- Born: c. 1805
- Died: after 1856
- Allegiance: Zulu Kingdom
- Branch: Zulu army
- Rank: Military commander
- Commands: Forces of Mpande
- Known for: Principal military commander of King Mpande
- Conflicts: Battle of Maqongqo Battle of Ndondakusuka

= Nongalaza KaNondela =

Nongalaza KaNondela (c. 1805 – after 1856) was a Zulu warrior who was the principal military commander of King Mpande of the Zulu Kingdom.

==History==
When Mpande was chieftain of the Nyandwini clan, Nongalaza commanded his forces against the invasion by Robert Biggar and rebel Zulus, successfully destroying them at the Tugela River in 1838. In 1840, Mpande allied with the Boers and moved against his brother Dingane in a bid for the Zulu throne. Nongalaza led Mpande's main army, while Mpande took a separate route towards Dingane with a force of Boers under Andries Pretorius. Nongalaza encountered Dingane's army before the Boers arrived, and decided to attack immediately. At the Battle of Maqongqo Nongalaza crushed Dingane, and when Mpande arrived he was installed as king.

Under Mpande's rule, Nongalaza continued to enjoy the king's support, and was enriched with land and cattle. The trader and hunter William Clayton Humphreys reported that Nongalaza was "exceedingly kind" to him during his trip into Zululand in 1851.

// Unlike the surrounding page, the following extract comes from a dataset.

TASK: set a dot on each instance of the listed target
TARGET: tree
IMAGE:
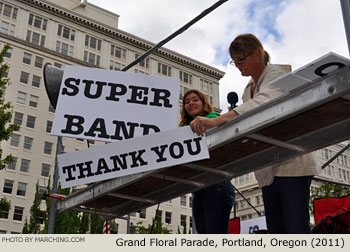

In 1856, a civil war broke out between Cetshwayo and Mbuyazi, the king's two oldest sons. Cetshwayo was supported by most of the territorial sub-chiefs, but Mpande favoured his younger son Mbuyazi. Nongalaza joined Mbuyazi. At the Battle of Ndondakusuka Mbuyazi was defeated, and Cetshwayo massacred almost all his followers, including five of his brothers. Nongalaza barely escaped by diving into the Tugela River and swimming to safety.